だから子孫は故人が無事に還受生の手続きを終えられるように、「受生庫」を燃やして送るのだそうだ。
へー。しかしこうなると、お金を預けて返してが繰り返されて何度生まれ変わっても所持金が変わらないんじゃなかろうか?気になるなぁ。
ちなみに最後「仕送りが途絶えて飢えに苦しむ」とあるけど、中国の死生観では、死者が食べ物を得る手段は子孫による祭祀の供物だけ。しかも「正当な祭祀者」が「正当な祭祀の手順で備えたもの」しか受け取れない面倒な仕組みになっている。
正当な祭祀者とは息子であり、娘ではいけない。さらに中国には養子の風習もない。だから旧時の中国では、「家業を継ぐ」という現世的な目的にとどまらず「死後に備える」ためにも男子を設ける必要があったのである。
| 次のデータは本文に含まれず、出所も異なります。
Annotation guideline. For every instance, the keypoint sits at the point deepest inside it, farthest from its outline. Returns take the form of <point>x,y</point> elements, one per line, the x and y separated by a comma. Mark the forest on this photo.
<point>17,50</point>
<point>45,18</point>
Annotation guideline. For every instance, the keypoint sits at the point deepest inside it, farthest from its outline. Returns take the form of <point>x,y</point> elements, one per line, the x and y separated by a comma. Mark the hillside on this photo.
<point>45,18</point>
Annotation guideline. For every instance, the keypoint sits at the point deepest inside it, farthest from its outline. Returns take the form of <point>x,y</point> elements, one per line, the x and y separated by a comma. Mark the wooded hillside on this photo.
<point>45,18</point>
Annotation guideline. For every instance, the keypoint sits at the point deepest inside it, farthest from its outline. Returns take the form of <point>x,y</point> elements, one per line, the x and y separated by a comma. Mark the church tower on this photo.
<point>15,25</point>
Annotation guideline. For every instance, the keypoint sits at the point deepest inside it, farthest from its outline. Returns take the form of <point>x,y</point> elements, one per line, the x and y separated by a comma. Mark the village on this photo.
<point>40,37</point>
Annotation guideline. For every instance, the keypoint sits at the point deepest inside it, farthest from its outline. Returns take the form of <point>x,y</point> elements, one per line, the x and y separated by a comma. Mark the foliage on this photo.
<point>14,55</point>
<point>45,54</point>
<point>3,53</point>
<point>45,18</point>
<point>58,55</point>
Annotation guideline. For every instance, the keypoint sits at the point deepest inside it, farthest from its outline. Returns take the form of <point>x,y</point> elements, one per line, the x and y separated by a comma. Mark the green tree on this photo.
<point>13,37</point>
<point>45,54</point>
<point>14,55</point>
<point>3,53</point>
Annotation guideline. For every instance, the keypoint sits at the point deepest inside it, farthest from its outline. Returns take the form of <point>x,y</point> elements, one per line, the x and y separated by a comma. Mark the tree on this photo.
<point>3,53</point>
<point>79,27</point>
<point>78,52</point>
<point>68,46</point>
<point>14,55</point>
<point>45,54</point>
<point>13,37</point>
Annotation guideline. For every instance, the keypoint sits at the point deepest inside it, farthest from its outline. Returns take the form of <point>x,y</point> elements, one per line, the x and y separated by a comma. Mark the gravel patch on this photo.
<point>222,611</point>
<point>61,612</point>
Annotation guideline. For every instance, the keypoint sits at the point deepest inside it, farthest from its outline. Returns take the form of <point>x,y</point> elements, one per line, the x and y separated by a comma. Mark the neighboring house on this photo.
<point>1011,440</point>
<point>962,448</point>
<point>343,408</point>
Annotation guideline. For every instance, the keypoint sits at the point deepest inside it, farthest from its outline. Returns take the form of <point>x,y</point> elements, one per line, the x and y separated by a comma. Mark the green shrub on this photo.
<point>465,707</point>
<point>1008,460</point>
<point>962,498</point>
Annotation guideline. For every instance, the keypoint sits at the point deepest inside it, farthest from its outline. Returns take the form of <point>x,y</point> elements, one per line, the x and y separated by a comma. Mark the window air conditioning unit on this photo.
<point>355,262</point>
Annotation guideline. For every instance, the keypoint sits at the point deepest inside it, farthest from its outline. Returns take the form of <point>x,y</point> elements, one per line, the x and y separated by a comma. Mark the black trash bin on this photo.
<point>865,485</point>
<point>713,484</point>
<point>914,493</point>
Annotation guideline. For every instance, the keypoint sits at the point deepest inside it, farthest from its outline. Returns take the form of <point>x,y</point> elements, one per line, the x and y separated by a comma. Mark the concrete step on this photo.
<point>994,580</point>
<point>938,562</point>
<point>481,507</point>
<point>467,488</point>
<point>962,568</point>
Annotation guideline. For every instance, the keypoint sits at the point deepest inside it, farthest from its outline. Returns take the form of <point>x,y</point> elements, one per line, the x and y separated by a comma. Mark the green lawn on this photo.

今でも中国では独身であることに対して日本より風当たりが強いそうだが、こうした過去の営みの積み重ねで、子孫を残さないとヤバイ!みたいな心理が深層を流れているんだろうと思う。(当人には迷惑だろうが興味深い事象ではあると思う)
なお子孫のいない霊は祭られず「孤魂野鬼」となって悪事をなす。彼らを救うためにお施餓鬼の法要をする。それを大々的にやるのが8月の中元節(お盆)で、この間は道端に食べ物を備える。
しかし、豪邸に住んで運転手付きの車に乗って世界旅行までできて、死後の世界は薔薇色だと思っても、そこには格差があるんだな。何とも不条理で辛い話だ。
以上。
いやー、こういうことを知りたかったんだ!!
中国語で検索とかもしてたんだけど、いまいち内容がとっ散らかってて全体像が見えるような記事に出会えなくて。やっぱり何かを系統立てて知りたい時は本が一番だと思う。クオリティも保証されてるし。
紅楼夢ドラマの葬儀回も、もう一度見てみたら格段に理解が深まったのでいい本に出会えてよかった。
ところで、1か月前くらいに「今日のはてなブログ」でこちらの記事を取り上げていただきました。
xiaoyaoyou.hatenadiary.jp
中国の独特な死生観や紙扎の文化を知っていただく機会が出来たのは本当に嬉しいですね。